Ghost skate
- Conservation status: Least Concern (IUCN 3.1)

Scientific classification
- Kingdom: Animalia
- Phylum: Chordata
- Class: Chondrichthyes
- Subclass: Elasmobranchii
- Order: Rajiformes
- Family: Rajidae
- Genus: Rajella
- Species: R. dissimilis
- Binomial name: Rajella dissimilis (Hulley, 1970)

= Ghost skate =

- Authority: (Hulley, 1970)
- Conservation status: LC

Species of fish

The ghost skate (Rajella dissimilis) is a species of fish in the family Rajidae. It is found in Namibia and South Africa. Its natural habitat is open seas.

== Description ==
The ghost skate is a deepsea skate of medium size. The maximum total length of the species is 82 cm for females and 79 cm for males. The snout has a short pronounced tip and is small. It has confluent dorsal fins and no interdorsal thorns. The ventral surface is mostly smooth, while the dorsal surface of the disc is covered in dermal denticles, with males being smoother, and the tail is prickly.
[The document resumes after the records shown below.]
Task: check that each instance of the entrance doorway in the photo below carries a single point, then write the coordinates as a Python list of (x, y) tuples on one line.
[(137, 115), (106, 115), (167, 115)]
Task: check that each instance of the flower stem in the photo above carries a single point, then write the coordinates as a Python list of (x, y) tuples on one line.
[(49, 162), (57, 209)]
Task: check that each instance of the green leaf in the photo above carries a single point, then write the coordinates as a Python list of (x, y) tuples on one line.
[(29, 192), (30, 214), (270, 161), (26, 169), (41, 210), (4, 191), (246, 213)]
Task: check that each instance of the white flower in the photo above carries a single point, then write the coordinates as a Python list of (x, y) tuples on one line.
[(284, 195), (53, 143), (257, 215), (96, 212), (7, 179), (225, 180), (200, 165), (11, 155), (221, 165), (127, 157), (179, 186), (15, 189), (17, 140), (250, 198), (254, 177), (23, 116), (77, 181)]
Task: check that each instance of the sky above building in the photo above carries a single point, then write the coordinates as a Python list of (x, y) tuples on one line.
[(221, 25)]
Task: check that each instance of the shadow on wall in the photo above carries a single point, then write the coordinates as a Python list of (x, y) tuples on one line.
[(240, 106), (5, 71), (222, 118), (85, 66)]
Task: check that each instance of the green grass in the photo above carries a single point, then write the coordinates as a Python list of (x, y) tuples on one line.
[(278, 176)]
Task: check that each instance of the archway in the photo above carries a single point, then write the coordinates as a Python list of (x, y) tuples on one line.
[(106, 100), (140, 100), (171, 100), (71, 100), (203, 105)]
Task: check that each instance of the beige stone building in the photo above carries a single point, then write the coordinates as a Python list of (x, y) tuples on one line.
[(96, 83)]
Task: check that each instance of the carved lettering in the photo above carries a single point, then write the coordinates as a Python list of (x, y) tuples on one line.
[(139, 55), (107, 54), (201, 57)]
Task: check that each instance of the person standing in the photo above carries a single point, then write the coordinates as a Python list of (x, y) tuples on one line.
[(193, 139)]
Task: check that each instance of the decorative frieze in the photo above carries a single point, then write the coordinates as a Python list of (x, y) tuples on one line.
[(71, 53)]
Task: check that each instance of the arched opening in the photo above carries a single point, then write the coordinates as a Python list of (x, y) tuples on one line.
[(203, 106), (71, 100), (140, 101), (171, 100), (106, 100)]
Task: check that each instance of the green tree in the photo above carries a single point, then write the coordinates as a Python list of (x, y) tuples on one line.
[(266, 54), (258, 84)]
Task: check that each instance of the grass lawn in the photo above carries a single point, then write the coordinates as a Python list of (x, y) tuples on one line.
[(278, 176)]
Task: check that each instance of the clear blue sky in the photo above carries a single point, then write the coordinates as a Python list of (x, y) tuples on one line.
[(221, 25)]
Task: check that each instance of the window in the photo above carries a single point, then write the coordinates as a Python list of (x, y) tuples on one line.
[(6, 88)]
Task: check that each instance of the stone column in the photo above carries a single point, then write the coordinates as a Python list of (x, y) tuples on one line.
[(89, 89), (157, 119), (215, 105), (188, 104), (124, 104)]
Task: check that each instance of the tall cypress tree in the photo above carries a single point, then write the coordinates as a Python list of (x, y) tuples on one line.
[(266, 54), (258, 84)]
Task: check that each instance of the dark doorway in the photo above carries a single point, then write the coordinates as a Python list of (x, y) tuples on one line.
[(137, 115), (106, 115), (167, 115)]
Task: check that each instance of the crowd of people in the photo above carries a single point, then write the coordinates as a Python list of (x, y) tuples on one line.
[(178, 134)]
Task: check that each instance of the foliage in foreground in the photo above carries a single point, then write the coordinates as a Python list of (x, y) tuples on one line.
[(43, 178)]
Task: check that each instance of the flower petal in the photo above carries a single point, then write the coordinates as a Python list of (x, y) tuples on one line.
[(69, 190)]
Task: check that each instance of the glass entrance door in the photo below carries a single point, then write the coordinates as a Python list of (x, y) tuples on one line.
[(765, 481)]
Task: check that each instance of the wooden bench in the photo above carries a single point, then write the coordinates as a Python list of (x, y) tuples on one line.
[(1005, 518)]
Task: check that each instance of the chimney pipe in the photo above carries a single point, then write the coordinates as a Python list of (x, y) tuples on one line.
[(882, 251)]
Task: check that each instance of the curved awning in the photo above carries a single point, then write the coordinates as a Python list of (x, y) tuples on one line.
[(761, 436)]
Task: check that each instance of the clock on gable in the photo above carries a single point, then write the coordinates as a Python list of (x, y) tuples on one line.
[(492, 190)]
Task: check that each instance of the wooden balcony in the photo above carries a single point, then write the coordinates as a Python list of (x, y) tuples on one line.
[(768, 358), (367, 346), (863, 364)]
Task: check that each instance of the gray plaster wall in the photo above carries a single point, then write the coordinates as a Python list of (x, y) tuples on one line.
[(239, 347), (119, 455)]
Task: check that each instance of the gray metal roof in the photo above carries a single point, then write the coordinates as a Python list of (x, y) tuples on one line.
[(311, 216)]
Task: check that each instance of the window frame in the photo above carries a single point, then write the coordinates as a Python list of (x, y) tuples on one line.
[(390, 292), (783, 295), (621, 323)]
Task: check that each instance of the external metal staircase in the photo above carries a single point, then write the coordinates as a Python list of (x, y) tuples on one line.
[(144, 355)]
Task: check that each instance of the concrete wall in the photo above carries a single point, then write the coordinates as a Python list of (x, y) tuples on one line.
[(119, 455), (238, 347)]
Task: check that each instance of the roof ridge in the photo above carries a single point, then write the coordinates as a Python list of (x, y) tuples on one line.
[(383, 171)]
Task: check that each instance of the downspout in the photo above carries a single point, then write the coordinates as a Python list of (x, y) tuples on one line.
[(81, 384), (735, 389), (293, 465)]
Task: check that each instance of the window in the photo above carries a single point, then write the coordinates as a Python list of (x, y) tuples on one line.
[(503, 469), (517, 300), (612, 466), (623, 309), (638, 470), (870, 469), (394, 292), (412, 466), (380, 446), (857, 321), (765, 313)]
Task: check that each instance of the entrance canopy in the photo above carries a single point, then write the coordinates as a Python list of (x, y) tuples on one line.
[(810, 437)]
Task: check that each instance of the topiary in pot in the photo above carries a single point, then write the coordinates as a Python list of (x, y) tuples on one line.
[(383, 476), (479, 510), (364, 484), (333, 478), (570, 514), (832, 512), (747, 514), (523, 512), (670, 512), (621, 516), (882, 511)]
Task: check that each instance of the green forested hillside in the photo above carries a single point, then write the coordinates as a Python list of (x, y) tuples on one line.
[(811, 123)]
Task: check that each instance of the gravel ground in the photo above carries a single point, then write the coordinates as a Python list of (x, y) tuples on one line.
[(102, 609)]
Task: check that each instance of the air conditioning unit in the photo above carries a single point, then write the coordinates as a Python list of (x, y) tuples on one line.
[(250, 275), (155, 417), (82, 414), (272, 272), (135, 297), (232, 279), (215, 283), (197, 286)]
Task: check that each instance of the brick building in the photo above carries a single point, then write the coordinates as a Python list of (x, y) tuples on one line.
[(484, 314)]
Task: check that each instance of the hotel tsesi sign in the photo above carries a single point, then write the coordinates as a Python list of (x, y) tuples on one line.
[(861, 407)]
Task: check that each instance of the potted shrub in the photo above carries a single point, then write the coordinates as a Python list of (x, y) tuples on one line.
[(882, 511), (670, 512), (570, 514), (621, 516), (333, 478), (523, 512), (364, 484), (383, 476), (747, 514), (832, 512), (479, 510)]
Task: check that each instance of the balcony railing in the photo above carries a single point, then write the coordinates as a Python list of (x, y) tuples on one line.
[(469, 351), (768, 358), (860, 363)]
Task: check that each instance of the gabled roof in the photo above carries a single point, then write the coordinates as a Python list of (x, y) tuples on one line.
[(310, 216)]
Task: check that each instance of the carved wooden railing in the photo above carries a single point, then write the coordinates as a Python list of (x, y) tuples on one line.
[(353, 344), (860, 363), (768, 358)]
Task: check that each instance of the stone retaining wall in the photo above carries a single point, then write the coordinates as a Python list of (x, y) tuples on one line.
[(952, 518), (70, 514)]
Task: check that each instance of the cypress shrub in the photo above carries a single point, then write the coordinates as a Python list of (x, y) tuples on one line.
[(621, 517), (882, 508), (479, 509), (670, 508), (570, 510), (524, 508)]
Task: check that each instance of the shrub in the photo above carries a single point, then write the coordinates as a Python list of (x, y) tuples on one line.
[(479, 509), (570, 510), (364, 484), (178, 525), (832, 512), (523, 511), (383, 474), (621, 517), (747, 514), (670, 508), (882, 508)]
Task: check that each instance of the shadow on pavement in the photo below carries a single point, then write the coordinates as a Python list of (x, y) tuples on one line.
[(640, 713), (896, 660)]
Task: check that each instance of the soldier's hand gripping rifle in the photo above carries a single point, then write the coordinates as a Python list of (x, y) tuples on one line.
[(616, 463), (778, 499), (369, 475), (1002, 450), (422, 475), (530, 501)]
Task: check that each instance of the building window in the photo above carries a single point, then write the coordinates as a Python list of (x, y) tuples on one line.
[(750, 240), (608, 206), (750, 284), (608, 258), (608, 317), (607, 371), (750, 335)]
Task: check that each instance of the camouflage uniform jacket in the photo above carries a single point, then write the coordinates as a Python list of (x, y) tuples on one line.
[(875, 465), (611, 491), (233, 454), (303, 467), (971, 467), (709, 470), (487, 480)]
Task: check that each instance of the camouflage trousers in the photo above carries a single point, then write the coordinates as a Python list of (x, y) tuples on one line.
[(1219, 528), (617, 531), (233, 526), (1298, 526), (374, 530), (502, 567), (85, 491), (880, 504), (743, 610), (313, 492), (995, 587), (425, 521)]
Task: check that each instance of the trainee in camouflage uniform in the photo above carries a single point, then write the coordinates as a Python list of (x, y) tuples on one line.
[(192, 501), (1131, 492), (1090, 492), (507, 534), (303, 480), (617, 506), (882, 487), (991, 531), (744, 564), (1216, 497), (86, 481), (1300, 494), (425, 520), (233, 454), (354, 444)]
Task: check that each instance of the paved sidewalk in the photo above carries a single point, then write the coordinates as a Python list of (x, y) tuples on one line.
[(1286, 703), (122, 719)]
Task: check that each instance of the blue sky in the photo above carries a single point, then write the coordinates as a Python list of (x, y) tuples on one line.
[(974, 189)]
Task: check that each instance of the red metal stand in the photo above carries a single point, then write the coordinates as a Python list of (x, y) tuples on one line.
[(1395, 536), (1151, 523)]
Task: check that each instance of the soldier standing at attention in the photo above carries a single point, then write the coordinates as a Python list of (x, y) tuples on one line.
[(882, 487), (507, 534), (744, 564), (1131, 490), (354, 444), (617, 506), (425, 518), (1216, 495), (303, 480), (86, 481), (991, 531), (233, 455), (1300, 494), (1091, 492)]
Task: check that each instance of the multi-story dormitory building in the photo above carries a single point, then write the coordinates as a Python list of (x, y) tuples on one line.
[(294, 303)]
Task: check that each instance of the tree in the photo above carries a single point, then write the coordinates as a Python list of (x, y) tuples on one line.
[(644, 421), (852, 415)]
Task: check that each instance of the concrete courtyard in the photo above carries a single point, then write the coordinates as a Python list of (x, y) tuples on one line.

There are between 1-8 orbital thorns which occur in a semicircular pattern around the eyes. Adult males have both alar and malar thorns. The dorsal surface is grey to dark greyish-brown in colour, and the ventral surface is white with thick dark margins and a mottled ventral tail surface with a white-coloured tip. The upper and lower jaws have between 33-41 rows.

== Distribution and habitat ==
The species is benthic, and has been found at depths of 400-1640 m.

== Biology ==
Ghost skates are oviparous, with egg cases measuring 8 cm long and 4 cm wide. The total length at birth is around 13 cm Ghost skates eat small bony fishes, crustaceans, and cephalopods.